6. Tipo "BVT" (1600 kg de gallinaza, 1600 kg de estiércol vacuno, 1000 kg ceniza de cascarilla de arroz, 275 kg tierra de bosque, 91 kg afrecho de arroz, 2.3 kg de levadura, 95 L de melaza y 200 L de agua).

Proporción de mezcla de materiales en diferentes compost

La elaboración de este tipo de enmienda (compost) se realiza mezclando diferentes fuentes orgánicas en fincas de productores.

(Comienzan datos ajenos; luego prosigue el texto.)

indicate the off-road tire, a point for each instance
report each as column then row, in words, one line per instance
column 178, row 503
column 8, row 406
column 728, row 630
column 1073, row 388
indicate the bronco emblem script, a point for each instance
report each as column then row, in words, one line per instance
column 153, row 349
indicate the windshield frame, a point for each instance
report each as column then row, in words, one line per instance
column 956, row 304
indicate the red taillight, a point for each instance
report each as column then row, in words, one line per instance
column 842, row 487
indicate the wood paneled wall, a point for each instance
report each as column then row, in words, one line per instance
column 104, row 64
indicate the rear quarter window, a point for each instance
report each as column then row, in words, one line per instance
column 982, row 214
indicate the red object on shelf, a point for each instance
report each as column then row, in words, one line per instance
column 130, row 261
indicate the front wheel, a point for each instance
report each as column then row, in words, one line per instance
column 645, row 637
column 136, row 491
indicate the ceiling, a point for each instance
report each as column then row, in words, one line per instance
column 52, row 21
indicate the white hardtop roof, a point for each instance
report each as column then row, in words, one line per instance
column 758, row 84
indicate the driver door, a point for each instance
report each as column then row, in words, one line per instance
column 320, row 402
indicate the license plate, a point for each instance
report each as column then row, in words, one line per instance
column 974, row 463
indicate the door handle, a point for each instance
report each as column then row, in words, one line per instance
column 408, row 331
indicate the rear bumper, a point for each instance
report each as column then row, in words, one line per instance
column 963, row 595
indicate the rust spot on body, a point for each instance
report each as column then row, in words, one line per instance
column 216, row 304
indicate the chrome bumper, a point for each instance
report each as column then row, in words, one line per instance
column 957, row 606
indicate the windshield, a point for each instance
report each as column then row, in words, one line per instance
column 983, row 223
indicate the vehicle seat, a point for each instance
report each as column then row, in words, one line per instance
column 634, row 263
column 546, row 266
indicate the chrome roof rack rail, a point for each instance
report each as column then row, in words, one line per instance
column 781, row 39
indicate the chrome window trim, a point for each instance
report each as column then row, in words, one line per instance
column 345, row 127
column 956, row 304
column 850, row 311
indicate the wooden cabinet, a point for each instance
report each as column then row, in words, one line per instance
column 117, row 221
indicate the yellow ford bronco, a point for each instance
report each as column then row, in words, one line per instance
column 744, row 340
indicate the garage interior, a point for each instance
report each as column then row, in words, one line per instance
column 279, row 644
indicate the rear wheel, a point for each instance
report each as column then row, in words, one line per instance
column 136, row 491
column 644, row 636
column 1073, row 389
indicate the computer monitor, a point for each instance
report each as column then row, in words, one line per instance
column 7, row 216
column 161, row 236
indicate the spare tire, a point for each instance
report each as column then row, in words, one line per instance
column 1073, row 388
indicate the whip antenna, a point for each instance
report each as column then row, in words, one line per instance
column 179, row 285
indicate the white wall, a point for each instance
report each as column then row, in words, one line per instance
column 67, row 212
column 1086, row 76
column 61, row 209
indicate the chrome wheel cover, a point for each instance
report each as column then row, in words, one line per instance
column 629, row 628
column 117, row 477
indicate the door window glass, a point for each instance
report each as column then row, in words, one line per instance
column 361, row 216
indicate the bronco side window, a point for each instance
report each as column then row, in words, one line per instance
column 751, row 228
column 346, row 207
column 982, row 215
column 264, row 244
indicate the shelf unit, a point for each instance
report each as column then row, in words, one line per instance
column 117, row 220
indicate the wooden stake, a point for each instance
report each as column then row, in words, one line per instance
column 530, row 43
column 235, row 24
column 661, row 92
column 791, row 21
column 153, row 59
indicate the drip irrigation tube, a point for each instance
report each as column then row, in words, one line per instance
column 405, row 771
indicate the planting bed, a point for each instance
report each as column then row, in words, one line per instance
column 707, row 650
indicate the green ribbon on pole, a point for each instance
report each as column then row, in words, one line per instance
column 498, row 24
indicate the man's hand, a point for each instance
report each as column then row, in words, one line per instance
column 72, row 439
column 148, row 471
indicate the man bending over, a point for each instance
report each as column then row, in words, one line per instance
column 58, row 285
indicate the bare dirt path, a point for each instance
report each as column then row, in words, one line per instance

A continuación se indica la proporción de mezcla de los materiales utilizados en los compost analizados.

1. Tipo "C JP" (640 kg de estiércol vacuno, 640 kg de tierra de bosque, 640 kg pulpa de café y 80 kg de diferentes restos vegetales).

2. Tipo "CCP" (425 kg de estiércol bovino, 1000 kg de tierra, 425 kg de pulpa de café y 50 kg de restos vegetales).

3.  Tipo "CALC" (1136 kg de estiércol bovino, 682 kg de gallinaza, 445 kg de afrecho de arroz, 909 kg cascarilla de arroz, 445 kg cascarilla de arroz quemada, 409 kg desperdicios de cosecha, 191 kg leguminosa, 9 kg de materiales inoculados con microorganismos eficientes, 4 L de melaza y 200 L de agua).

4.  Tipo "CV" (2182 kg de pedúnculos de bananos picados, 773 kg de estiércol bovino, 273 kg de estiércol caprino, 1000 kg de tierra de bosque, 273 kg de aserrín de madera, 45 kg de ceniza de madera, 227 kg de gramíneas y 200 L de lixiviado de pedúnculos de banano).

5.  Tipo "CMC" (13700 kg de estiércol caprino, 13700 kg de estiércol vacuno, 10200 kg de gallinaza, 4600 kg de pulpa de café, 4600 kg de "tuza" de maíz molida, 5200 kg residuos de plantas leguminosas, 2700 kg ceniza de cascarilla de arroz y 300 L agua).

6.  Tipo "CPM" (100 kg de ceniza de cascarilla de arroz, 100 kg de pulpa de café, 100 kg de gallinaza, 10 kg de leguminosas y 30 L de agua).

7.  Tipo "CEP" (21810 kg de estiércol vacuno, 10909 kg de estiércol caprino, 3600 kg de pedúnculos de banano, 1681 kg de aserrín de madera, 980 kg de ceniza de cascarilla de arroz, 113 L de melaza y 800 L de agua).

8.  Tipo "CMB" (27272 kg de estiércol caprino, 4545 kg de ceniza de cascarilla de arroz, 2727 kg de cascarilla de arroz, 1818kg de aserrín de madera, 45 kg de afrecho de arroz, 70 kg de cal, 95 L de melaza y agua 900 L).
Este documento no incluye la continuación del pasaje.